The monetary policy framework must be modernized and the credibility and independence of the central bank must be preserved. IMF staff recommends that the new monetary policy framework be put in place soon to support policy effectiveness. In line with the inflation targeting framework, the Bank of Mauritius (BOM) foreign exchange intervention strategy should aim to smooth volatility while generally allowing flexibility in the exchange rate, facilitating macroeconomic adjustment. The government must recapitalize the BOM in accordance with existing legislation so that the BOM can take into account the costs of monetary policy. To strengthen the operational independence and financial position of the central bank, the reform of the BOM law should prohibit central bank transfers to the government and quasi-fiscal financing. Relinquishing BOM ownership of the MIC would also help in this regard.

Mauritius’ external position at the end of 2021 was significantly weaker than fundamentals and desirable policies would suggest, although official foreign exchange reserves remained broadly adequate. The current account gap was large and negative, indicating a substantial overvaluation of the rupiah from its level consistent with long-term fundamentals. The external assessment remains highly uncertain due to the transitory shock to tourism supply. Current account funding will continue to depend on financial and capital flows in the GBC sector. While the successful exit from the FATF, EU and UK AML/CFT lists should support flows, the indirect impact of sanctions on Russia may pose risks.
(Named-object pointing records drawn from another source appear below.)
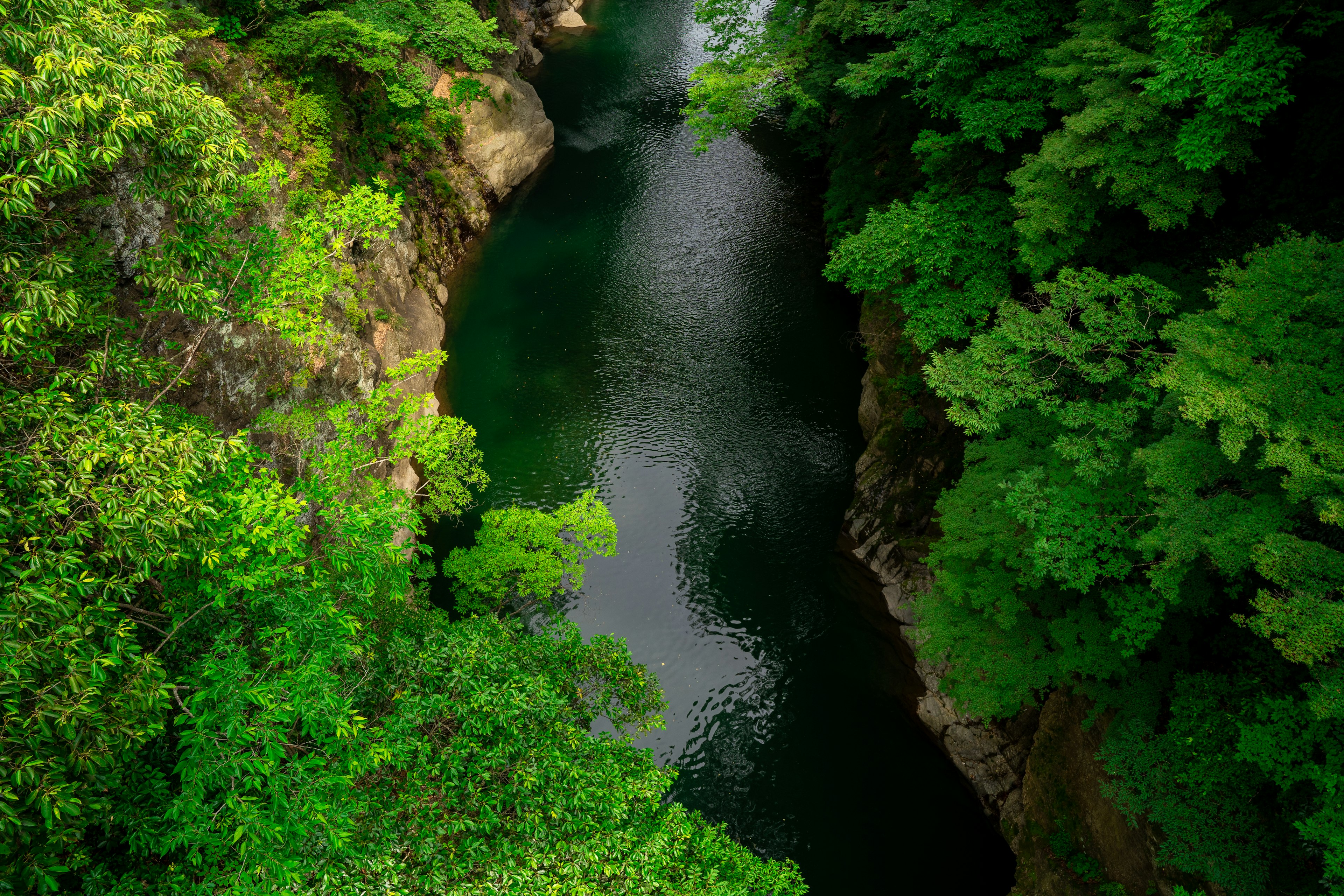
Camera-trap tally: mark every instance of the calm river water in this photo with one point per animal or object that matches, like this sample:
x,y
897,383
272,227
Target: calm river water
x,y
655,324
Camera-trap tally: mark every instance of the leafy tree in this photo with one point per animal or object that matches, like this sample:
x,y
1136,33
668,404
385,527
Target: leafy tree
x,y
217,675
1150,508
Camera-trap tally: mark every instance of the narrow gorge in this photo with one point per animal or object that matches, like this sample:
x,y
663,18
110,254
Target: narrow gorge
x,y
663,447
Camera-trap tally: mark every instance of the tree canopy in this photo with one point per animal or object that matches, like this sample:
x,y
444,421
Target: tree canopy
x,y
219,670
1113,232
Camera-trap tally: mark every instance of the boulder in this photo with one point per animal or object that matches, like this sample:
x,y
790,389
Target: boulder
x,y
507,136
569,21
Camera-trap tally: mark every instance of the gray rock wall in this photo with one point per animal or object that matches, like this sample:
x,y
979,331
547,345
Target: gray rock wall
x,y
913,455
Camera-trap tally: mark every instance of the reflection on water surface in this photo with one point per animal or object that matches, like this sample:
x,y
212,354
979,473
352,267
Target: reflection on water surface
x,y
655,324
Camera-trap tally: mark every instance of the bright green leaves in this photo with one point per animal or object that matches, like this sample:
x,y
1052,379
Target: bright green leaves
x,y
310,262
944,258
975,64
93,507
1236,73
756,68
1085,336
530,555
1189,780
1267,363
93,83
342,449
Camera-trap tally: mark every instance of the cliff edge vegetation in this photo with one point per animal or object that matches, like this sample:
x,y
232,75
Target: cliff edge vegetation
x,y
219,675
1109,234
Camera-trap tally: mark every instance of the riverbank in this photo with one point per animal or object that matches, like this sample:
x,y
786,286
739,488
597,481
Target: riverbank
x,y
1037,771
654,324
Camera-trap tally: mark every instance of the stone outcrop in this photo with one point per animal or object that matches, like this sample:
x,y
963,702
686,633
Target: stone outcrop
x,y
397,307
507,136
1037,774
913,453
Mauritius should embrace structural transformation to continue on the path of long-term sustainable and resilient growth. Priorities should be to improve diversification and competitiveness, including greater digitalization of the economy and adaptation and mitigation policies to address vulnerabilities to climate change.

Mauritius: Main economic and financial indicators, 2019-2023

2019

2020

2021

2022

2023

National income, prices and employment

Real GDP (percentage change)

3.0

-14.9

4.0

6.1

5.6

Consumer prices (period average, percentage change)

0.5

2.5

4.0

11.9

5.8

Unemployment rate (percent)

6.7

9.2

9.5

7.8

7.5

Money and credit (percentage change)

Net foreign assets

13.5

16.4

18.6

2.0

-1.3

Net claims on the State

-3.8

8.8

34.8

7.5

9.5

Credit to the non-governmental sector

17.1

2.7

-0.4

5.5

8.2

Broad Money

6.2

17.7

8.6

1.9

4.0

Central government finance 1 (percent of GDP)

Overall financing need 2

-13.1

-23.1

-7.6

-3.9

-6.1

Revenue, including grants

22.7

22.7

24.0

23.9

23.8

Expenditure, excluding net lending

34.5

42.3

33.1

29.5

29.5

Outdoor sector

Current account balance (percent of GDP)

-5.1

-9.2

-13.7

-13.5

-8.1

Gross international reserves (millions of United States dollars)

7,329

7,242

8,513

6,801

6,371

Articles for the record:

GDP at current market prices (billions of Mauritian rupees)

498.3

429.7

465.1

520.1

581.3

Public sector debt, fiscal year (percent of GDP)

84.6

99.2

92.4

88.1

86.1

Sources: National authorities; and IMF staff estimates and projections

1The GFSM 2001 net capacity/need concept includes special funds and other extrabudgetary funds. Tax data reported for fiscal years (for example, 2018=2018/19).

2 In accordance with GFSM 2014, sections 5.111.5.116, transfers from BOM to central government are considered financing.


[1]Under Article IV of the IMF’s Articles of Agreement, the IMF holds bilateral discussions with its members, usually annually. A team of staff visits the country, collects economic and financial information and discusses with officials the country’s economic developments and policies. Back at headquarters, staff draft a report that serves as the basis for Board discussions.

[2]The Board makes decisions under its no-objection procedure when it agrees that a proposal can be considered without convening formal discussions.

/Public release. This material from the original organization/authors may be ad hoc in nature, edited for clarity, style and length. The views and opinions expressed are those of the author or authors.View Full here.